Kaum aus den Klauen einer Jahrhundertpandemie entkommen, sind wir mit der Rückkehr des Kriegs auf europäischen Boden konfrontiert und die sich vor unseren Augen abspielende Klimakrise stellt uns vor bisher unbekannte Zielkonflikte. Diesen Situationen ist Unbestimmtheit, Mehrdeutigkeit und Nichtstationarität gemein, weshalb Entscheidungen nicht oder nicht nur auf der Basis von algorithmisch-quantitativen Modellen getroffen werden können. Wenn Mathematik allein nicht ausreicht, was macht dann eine gute Entscheidung aus? Und wie entscheiden eigentlich Menschen aus Fleisch und Blut?
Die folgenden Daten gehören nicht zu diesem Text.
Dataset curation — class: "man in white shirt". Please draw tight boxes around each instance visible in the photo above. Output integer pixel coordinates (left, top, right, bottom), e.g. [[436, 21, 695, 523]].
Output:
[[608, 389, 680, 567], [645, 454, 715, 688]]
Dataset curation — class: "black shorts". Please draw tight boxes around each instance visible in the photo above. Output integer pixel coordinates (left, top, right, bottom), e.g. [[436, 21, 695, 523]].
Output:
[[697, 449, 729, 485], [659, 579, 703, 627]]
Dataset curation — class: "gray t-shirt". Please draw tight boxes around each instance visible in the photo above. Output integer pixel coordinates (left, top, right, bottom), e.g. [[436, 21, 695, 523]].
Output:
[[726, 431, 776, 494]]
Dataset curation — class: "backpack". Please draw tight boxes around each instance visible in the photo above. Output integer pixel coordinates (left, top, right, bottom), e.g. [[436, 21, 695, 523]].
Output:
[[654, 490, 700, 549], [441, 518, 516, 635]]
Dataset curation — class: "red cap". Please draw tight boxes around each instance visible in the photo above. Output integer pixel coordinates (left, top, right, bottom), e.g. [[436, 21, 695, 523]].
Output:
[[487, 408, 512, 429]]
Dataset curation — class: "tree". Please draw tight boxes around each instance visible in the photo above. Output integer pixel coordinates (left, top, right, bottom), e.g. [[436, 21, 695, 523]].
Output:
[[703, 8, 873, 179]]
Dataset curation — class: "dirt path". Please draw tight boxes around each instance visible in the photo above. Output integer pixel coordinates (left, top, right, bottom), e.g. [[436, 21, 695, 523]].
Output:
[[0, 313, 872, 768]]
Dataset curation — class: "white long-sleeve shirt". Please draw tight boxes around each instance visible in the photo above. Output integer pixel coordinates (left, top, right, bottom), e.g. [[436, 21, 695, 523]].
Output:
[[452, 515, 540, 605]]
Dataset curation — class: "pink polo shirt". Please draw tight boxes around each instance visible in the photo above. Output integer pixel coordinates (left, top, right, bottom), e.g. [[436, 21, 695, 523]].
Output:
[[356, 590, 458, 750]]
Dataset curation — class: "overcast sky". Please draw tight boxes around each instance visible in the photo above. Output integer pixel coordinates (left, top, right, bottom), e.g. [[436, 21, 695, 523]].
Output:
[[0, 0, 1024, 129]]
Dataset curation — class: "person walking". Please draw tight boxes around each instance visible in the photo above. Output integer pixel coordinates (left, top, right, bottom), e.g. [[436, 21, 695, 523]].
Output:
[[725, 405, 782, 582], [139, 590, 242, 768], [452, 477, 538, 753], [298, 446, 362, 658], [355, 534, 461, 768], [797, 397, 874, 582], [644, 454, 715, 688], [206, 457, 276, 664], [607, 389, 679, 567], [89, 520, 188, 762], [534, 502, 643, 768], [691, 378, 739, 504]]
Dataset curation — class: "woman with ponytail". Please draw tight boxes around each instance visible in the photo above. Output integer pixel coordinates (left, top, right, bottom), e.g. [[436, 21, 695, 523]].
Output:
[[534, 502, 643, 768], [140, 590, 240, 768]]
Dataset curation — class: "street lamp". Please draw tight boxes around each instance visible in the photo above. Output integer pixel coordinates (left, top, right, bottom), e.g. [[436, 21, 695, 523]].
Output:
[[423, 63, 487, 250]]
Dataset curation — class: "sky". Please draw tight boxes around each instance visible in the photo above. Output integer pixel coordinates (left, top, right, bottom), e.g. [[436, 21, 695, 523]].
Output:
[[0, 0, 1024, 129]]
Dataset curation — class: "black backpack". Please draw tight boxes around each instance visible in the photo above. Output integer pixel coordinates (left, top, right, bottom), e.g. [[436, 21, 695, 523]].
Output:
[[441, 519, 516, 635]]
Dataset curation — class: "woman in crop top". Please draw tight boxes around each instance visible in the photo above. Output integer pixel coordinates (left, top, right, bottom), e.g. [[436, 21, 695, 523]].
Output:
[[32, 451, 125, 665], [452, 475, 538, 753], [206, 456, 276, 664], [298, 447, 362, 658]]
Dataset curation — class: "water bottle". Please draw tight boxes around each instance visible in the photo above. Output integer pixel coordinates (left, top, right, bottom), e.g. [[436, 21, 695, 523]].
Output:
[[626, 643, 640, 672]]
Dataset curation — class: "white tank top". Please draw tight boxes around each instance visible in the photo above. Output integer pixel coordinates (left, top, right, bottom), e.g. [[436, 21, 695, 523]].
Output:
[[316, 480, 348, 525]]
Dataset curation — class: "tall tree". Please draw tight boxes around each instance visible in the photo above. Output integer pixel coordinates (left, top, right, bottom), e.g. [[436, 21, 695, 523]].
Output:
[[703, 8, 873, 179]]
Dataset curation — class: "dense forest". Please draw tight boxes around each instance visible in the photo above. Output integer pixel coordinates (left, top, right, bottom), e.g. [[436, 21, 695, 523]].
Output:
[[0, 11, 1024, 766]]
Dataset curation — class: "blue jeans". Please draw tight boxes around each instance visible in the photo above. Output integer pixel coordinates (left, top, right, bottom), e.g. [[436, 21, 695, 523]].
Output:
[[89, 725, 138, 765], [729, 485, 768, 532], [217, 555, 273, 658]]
Um diesen beiden Fragen auf den Grund zu gehen, werden wir uns sowohl mit den Ursprüngen und der Geschichte der Entscheidungstheorie als auch mit neueren Befunden aus Psychologie und Neurowissenschaften auseinandersetzen. Die verschiedenen Perspektiven sollen eine kritische Reflexion etablierter Denkmuster und Menschenbilder ermöglichen. Diese Diskussion ist keine rein akademische, sondern hat Konsequenzen für Politik und Gesellschaft: Wenn wir von Natur aus systematisch irrational denken und handeln, lassen sich damit potenziell tiefgreifende Eingriffe in unser Leben rechtfertigen. Die Lesegruppe soll aber auch einen individuellen Mehrwert bieten: Indem wir unsere Köpfe zusammenstecken, schaffen wir es vielleicht, einige der ca. 35’000 Entscheidungen, die wir täglich treffen, zu verbessern.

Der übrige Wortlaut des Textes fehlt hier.